Aperture is the opening in a camera lens that controls how much light enters the camera. It's measured in f-stops like f/2.8 or f/8. Lower f-stop numbers mean wider openings, letting in more light and creating a shallow depth of field (blurry background). Higher f-stop numbers mean smaller openings, letting in less light and creating a larger depth of field (more of the scene in focus). Aperture also affects the quality of out-of-focus areas in the image (bokeh).

Understanding: Lens Types

Different lenses have different purposes to achieve different styles of images, some popular ones include:
Prime Lens: Fixed focal length, sharp images, great for portraits and dark settings.
Zoom Lens: Variable focal length, versatile for different shots and everyday use..
Wide-Angle Lens: Captures wide scenes like landscapes.
Telephoto Lens: Magnifies distant subjects, ideal for sports & wildlife.
Macro Lens: Perfect for close-up photography of small subjects.
Fisheye Lens: Ultra-wide perspective, creates unique images.

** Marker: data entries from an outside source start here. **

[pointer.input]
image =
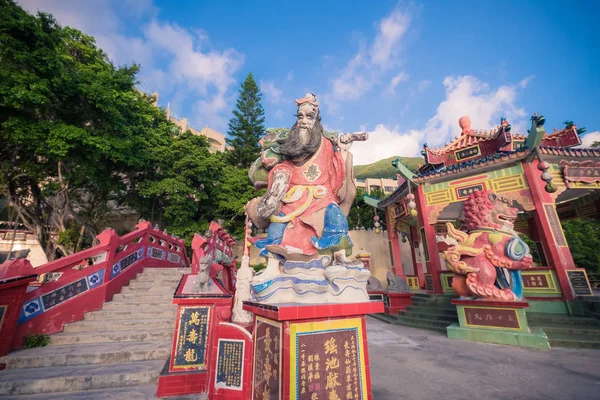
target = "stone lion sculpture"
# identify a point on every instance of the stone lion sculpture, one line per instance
(488, 259)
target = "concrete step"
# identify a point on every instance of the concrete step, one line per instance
(414, 324)
(146, 283)
(572, 341)
(162, 290)
(136, 335)
(105, 315)
(98, 353)
(451, 311)
(429, 315)
(78, 377)
(138, 306)
(130, 393)
(143, 297)
(424, 322)
(387, 318)
(120, 325)
(167, 271)
(537, 318)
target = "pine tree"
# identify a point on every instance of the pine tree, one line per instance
(247, 125)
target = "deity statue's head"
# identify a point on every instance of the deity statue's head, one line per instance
(305, 136)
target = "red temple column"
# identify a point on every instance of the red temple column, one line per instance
(393, 244)
(417, 267)
(558, 254)
(432, 258)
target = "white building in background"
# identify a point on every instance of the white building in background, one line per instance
(386, 185)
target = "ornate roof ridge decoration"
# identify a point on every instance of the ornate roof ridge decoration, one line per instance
(473, 164)
(570, 151)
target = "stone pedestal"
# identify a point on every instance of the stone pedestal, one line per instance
(303, 350)
(395, 302)
(195, 340)
(12, 292)
(496, 322)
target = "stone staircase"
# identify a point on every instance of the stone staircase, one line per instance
(114, 353)
(567, 331)
(428, 311)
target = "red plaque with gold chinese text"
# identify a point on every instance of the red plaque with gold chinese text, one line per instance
(267, 360)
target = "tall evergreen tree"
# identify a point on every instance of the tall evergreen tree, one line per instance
(247, 125)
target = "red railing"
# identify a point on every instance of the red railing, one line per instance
(72, 286)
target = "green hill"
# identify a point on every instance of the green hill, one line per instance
(384, 168)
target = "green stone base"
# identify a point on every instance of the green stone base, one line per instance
(548, 307)
(536, 338)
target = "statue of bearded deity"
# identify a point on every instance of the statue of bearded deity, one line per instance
(309, 178)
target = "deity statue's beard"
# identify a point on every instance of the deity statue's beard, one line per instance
(297, 147)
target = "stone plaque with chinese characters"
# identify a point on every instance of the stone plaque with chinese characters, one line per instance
(429, 283)
(230, 364)
(579, 282)
(2, 312)
(327, 365)
(267, 360)
(192, 338)
(557, 232)
(536, 281)
(492, 317)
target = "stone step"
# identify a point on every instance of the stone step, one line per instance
(120, 325)
(104, 315)
(572, 341)
(167, 271)
(142, 296)
(162, 290)
(119, 393)
(430, 315)
(98, 353)
(153, 334)
(538, 318)
(146, 284)
(591, 332)
(424, 322)
(414, 324)
(138, 306)
(387, 318)
(78, 377)
(450, 311)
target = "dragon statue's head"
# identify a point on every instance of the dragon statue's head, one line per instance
(486, 209)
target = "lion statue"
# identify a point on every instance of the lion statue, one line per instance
(489, 257)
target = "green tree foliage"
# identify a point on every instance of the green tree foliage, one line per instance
(583, 236)
(247, 125)
(361, 214)
(73, 127)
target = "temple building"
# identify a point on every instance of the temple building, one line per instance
(546, 174)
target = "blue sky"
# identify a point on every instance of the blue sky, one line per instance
(404, 71)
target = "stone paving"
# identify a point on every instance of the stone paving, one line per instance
(410, 363)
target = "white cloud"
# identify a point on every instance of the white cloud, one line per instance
(269, 89)
(589, 138)
(465, 95)
(525, 81)
(386, 142)
(368, 66)
(401, 77)
(174, 61)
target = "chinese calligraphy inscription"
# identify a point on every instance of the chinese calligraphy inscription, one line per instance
(230, 364)
(267, 360)
(192, 338)
(328, 366)
(492, 317)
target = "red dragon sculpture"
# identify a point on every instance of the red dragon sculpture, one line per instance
(489, 257)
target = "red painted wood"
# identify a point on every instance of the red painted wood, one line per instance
(433, 265)
(559, 258)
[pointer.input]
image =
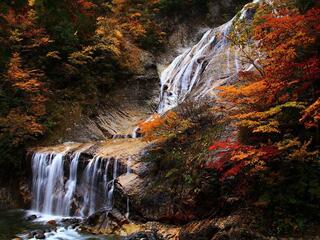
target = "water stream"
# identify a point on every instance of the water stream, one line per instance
(64, 185)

Understanding: Lens Mounts

Different camera brands use different lens mounts, which are like connectors that attach lenses to camera bodies. Each mount is specific to a particular brand and camera series. For example, Canon uses the EF and RF mounts, Nikon uses the F mount, Sony uses the E mount for its mirrorless cameras. These mounts dictate which lenses are compatible with which cameras. Some brands offer adapters to use lenses from other systems, but it's essential to ensure compatibility for proper functionality and autofocus performance.

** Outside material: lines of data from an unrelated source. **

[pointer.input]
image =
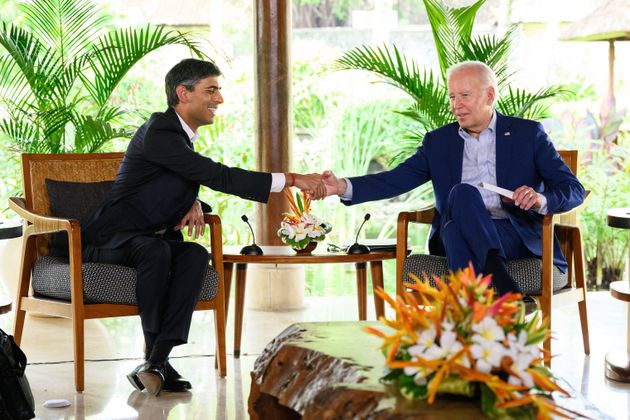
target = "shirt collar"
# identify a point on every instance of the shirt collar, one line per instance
(192, 135)
(492, 126)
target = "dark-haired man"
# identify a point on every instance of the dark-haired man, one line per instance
(153, 198)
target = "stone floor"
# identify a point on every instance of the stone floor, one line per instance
(114, 347)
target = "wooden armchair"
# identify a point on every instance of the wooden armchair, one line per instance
(536, 277)
(67, 288)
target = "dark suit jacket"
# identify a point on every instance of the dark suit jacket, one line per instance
(158, 181)
(525, 156)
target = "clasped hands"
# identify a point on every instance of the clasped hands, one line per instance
(321, 185)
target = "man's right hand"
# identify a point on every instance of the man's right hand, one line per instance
(333, 184)
(310, 183)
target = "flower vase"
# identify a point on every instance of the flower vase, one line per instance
(307, 250)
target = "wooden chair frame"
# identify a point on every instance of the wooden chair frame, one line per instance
(570, 237)
(40, 223)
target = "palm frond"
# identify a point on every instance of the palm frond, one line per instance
(24, 134)
(118, 51)
(492, 51)
(519, 103)
(43, 70)
(91, 134)
(394, 67)
(13, 85)
(450, 27)
(65, 26)
(430, 114)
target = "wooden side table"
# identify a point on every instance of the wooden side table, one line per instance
(618, 361)
(285, 255)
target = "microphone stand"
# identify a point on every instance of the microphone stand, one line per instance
(357, 248)
(252, 249)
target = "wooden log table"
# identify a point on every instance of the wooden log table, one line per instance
(332, 369)
(285, 255)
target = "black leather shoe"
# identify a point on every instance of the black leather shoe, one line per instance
(152, 375)
(174, 381)
(531, 305)
(133, 378)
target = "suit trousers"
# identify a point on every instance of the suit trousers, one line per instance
(170, 274)
(468, 232)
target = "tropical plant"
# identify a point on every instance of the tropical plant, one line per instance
(604, 171)
(452, 33)
(59, 69)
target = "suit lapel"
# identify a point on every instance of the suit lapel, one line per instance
(171, 114)
(504, 142)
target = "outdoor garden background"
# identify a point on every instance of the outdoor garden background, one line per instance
(345, 120)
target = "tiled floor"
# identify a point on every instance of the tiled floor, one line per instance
(114, 347)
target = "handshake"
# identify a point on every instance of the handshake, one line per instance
(317, 186)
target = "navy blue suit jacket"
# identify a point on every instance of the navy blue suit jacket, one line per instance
(525, 156)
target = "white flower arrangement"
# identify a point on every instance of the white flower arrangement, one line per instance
(300, 227)
(459, 338)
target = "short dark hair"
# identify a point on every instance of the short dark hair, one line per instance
(188, 73)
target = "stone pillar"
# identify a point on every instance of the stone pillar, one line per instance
(273, 287)
(273, 106)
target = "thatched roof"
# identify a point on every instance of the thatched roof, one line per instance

Understanding: Manual and Autofocus

Manual focus and autofocus are two ways to adjust the sharpness of a camera lens. With manual focus, you turn a ring on the lens to bring the subject into focus yourself, giving you full control over what appears sharp in the image. Autofocus, on the other hand, relies on the camera's built-in technology to automatically adjust the focus for you, usually by detecting contrast or phase differences in the scene. Autofocus can be convenient, especially for fast-moving subjects or when you need to capture a quick shot, whereas manual focus allows for precise adjustments and creative control over the final image.